Suara Perempuan Dalam Fotografi

Pada tahun 2016 saya terlibat dalam wedding photography sekitar 4 kali dan pada tahun yang sama saya memutuskan untuk berhenti memotret pengantin karena bertemu dengan segerombolan gadis-gadis kecil yang masih duduk di bangku SD. Mereka baru pulang sekolah dan berhenti sejenak untuk menonton pengantin yang sedang berpesta di lapangan bersama dengan tamu-tamunya. Pesta ini adalah salah satu pesta paling megah di kampung kami. Jelas saya mendengar bahwa suatu hari nanti mereka ingin menikah dan berdandan seperti pengantin perempuan. Mendengar percakapan mereka membuat saya merasa telah melakukan hal yang salah dan bertanya kepada diri sendiri bagaimana kalau foto-foto pengantin yang saya ambil diihat oleh remaja atau anak-anak perempuan dan membuat mereka berpikir bahwa hidup tidak lain hanya tentang kecantikan, laki-laki dan pernikahan. Dunia sudah sangat patriarki dan saya tidak ingin menambahkannya lagi. 



Dengan dominasi hampir 90% fotografer yang berjenis kelamin laki-laki, bisa dikatakan bahwa apa yang dilihat dalam gambar adalah dunia yang difilter dari lensa dan pikiran laki-laki. Ini artinya sudut pandang yang didapatkan sebagian besar adalah sudut pandang laki-laki. Apakah kita sadar dengan hal ini? Apakah kita hanya membutuhkan sudut pandang dari laki-laki saja?

Dalam dunia fotografi, perempuan lebih mendapat ruang sebagai objek ketimbang subjek. Ada pujian yang sering dilantunkan seperti “Perempuan terlalu indah untuk memotret”. False appreciation ini telah membuat banyak perempuan lupa mengeksplor kecantikan pikiran dan jiwa yang mereka miliki. Sepanjang jalan besar berjajar foto-foto perempuan di papan iklan, berkulit mulus tanpa cela, bentuk lengan dan paha yang ramping, wajah ayu dengan bentuk hidung, mata dan bulu mata sempurna. Meskipun kita tahu itu hasil photoshop, namun secara tidak sadar hal itu menjadi tolak ukur standar kecantikan yang ada di masyarakat. Wajah dan bentuk tubuh menjadi sangat penting, bahkan berbagai lowongan kerja memberi syarat tinggi badan. 

Bisa dibayangkan selama ribuan  tahun perempuan dinarasikan penuh berdasarkan suara laki-laki, apa yang perempuan lihat adalah gambar-gambar bagaimana laki-laki mendefinisikan mereka. Tidak mudah bagi perempuan untuk menemukan definisi perempuan itu sendiri karena saat gambar diambil, dilihat dan diinterpretasikan, budaya sedang diwariskan. 

Keseimbangan dalam dunia fotografi akan menjadi suatu hal yang susah untuk dicapai apabila fotografer perempuan terus meminjam sudut pandang laki-laki. Fotografer perempuan harus menemukan jati diri dan perspektif mereka untuk mengimbangi karya-karya yang sebagian besar dihasilkan oleh lensa laki-laki. 

Pertanyaan sekarang adalah bagaimana cara fotografer perempuan menemukan hal tersebut? Ini adalah pertanyaan yang harus dijawab secara personal oleh setiap fotografer perempuan karena untuk sampai pada jawaban ini ada perjalanan panjang yang harus ditempuh.
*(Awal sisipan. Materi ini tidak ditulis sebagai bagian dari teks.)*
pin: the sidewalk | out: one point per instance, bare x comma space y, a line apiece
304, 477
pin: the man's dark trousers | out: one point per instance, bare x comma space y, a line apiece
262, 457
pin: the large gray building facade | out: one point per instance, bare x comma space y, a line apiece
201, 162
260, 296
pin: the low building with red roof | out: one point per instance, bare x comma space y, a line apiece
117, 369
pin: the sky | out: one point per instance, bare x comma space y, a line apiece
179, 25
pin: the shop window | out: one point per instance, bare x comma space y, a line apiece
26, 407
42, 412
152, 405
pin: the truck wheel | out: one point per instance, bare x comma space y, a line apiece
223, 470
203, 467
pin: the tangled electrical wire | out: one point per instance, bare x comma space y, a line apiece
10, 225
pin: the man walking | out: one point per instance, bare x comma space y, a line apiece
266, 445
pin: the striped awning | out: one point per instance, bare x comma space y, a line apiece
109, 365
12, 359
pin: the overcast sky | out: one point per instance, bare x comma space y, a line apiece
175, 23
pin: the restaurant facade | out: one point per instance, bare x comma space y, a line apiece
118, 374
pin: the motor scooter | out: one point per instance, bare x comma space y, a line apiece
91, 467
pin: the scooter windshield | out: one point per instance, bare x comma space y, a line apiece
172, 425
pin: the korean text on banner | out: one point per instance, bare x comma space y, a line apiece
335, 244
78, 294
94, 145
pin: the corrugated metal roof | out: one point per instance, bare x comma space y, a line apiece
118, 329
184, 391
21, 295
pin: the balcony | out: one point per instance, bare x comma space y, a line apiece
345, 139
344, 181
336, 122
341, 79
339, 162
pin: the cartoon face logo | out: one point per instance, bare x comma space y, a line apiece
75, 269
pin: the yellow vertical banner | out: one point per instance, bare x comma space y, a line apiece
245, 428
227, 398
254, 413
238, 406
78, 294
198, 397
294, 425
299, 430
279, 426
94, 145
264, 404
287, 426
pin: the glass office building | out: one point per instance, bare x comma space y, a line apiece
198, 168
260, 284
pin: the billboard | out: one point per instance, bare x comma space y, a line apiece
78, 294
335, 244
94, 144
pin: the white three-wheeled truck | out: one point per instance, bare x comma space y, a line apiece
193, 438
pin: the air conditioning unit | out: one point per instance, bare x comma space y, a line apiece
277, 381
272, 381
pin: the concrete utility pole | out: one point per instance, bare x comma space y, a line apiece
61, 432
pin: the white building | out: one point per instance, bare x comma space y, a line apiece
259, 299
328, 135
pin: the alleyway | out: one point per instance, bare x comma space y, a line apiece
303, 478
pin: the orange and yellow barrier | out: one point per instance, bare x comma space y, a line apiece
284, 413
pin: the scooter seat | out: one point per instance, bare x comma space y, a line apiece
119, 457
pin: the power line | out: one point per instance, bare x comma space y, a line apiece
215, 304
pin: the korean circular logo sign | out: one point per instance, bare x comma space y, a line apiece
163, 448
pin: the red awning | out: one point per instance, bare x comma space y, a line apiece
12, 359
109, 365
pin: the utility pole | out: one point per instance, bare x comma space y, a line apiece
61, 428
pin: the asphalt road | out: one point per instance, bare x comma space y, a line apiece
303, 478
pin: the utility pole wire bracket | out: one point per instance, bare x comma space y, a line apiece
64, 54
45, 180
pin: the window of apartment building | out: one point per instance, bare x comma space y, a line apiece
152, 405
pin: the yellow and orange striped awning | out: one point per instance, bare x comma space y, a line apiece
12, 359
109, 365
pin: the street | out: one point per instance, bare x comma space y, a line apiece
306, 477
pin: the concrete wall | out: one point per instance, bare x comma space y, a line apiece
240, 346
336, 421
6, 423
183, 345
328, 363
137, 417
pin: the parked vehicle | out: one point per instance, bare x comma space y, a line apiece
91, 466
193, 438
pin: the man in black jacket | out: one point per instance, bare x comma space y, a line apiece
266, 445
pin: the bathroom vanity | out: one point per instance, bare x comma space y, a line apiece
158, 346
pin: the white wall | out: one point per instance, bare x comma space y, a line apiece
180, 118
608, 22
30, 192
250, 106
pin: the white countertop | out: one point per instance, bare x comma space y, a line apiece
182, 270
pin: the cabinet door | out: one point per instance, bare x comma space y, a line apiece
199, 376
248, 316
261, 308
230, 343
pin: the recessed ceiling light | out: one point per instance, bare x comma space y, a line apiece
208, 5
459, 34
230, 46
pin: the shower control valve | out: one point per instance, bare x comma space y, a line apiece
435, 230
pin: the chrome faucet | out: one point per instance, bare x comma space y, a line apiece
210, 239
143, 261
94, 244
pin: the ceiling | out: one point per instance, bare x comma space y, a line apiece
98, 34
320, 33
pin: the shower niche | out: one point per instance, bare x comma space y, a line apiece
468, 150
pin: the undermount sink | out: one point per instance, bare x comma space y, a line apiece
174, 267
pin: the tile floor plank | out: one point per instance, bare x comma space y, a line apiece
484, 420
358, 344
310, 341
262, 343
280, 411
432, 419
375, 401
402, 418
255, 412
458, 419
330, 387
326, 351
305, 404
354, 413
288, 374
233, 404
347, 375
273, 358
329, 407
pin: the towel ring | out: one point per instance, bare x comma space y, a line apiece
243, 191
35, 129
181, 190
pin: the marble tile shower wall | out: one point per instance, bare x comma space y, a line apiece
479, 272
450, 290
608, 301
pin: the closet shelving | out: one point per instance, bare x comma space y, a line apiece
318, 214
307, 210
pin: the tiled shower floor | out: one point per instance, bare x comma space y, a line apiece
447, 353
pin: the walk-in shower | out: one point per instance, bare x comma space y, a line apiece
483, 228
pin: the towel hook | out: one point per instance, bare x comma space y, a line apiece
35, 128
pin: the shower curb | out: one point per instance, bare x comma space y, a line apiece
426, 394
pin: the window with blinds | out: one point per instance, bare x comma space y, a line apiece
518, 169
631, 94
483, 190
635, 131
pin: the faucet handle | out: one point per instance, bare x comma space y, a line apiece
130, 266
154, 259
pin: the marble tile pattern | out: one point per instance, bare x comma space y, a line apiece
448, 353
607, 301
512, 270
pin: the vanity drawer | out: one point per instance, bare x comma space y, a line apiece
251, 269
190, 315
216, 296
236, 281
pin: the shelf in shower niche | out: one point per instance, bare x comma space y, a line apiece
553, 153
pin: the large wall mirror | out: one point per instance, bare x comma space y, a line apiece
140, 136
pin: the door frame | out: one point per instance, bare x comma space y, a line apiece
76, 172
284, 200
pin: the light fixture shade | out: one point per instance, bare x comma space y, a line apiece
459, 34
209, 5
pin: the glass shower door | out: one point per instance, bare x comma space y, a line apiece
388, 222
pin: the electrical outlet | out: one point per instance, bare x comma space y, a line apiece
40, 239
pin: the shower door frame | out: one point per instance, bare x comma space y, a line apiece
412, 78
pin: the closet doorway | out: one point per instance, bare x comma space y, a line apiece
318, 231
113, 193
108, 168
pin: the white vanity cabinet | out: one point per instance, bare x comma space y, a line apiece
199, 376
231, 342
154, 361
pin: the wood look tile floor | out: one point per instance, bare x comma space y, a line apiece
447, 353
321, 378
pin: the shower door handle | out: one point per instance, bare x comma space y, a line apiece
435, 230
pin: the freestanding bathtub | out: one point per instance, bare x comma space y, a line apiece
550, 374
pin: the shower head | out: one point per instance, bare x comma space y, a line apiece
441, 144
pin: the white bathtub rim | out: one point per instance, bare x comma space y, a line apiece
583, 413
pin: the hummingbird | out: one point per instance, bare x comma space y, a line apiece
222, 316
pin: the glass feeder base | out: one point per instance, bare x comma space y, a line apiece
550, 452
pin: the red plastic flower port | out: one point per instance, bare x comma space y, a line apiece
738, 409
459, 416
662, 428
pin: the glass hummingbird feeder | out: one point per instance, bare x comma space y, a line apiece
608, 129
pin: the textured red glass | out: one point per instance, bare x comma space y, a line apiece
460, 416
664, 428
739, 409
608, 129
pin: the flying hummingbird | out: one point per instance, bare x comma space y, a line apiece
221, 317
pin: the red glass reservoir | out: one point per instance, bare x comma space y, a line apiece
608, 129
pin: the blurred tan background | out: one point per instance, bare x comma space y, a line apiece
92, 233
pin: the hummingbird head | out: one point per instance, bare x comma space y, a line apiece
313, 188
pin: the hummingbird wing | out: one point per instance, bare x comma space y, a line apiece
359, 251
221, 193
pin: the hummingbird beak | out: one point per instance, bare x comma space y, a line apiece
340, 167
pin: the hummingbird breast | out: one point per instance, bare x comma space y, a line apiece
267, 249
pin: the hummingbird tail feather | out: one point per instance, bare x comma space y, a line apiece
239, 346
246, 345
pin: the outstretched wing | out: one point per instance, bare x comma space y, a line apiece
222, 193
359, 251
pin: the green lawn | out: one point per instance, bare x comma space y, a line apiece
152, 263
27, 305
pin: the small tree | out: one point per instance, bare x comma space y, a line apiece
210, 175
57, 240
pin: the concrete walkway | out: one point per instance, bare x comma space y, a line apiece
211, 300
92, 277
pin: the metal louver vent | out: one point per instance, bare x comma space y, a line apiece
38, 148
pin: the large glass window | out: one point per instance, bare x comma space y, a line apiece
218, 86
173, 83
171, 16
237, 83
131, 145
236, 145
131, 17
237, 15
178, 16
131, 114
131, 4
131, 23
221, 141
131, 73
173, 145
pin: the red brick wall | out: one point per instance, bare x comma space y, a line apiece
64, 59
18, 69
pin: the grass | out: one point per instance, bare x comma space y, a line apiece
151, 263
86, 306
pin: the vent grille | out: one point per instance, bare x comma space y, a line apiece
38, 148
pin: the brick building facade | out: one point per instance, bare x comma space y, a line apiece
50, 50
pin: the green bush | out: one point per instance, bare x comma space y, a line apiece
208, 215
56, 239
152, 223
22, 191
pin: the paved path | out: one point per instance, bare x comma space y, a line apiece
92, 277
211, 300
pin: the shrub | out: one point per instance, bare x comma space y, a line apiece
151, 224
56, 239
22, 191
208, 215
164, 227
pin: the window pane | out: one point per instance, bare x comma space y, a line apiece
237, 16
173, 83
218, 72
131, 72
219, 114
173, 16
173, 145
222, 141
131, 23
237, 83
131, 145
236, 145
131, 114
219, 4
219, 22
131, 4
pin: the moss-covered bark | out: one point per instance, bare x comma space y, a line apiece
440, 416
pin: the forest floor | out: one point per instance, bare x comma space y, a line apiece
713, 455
Perjalanan tersebut bersifat personal terlebih lagi melepaskan diri dari sudut pandang laki-laki bahkan sama sulitnya seperti melepaskan diri dari suatu ism yang dipercaya. Perlu saya sampaikan bahwa tentu sudut pandang lelaki penting karena karya-karya perempuan bisa menjadikan karya lelaki sebagai pembanding untuk mengerti makna keseimbangan. Dan apabila perempuan berhasil menemukan diri mereka sendiri, saya yakin laki-laki akan lebih tergila-gila!

Comments

  1. Setuju sekali, saya laki-laki mbak Zi

    ReplyDelete
  2. ayo segera bergabung dengan saya di D3W4PK
    hanya dengan minimal deposit 10.000 kalian bisa menangkan uang jutaan rupiah
    ditunggu apa lagi ayo segera bergabung, dan di coba keberuntungannya
    untuk info lebih jelas silahkan di add Whatshapp : +8558778142
    terimakasih ya waktunya ^.^

    ReplyDelete

Post a Comment

Popular posts from this blog

Esai AAS: Kamu Melamar Apa atau Siapa?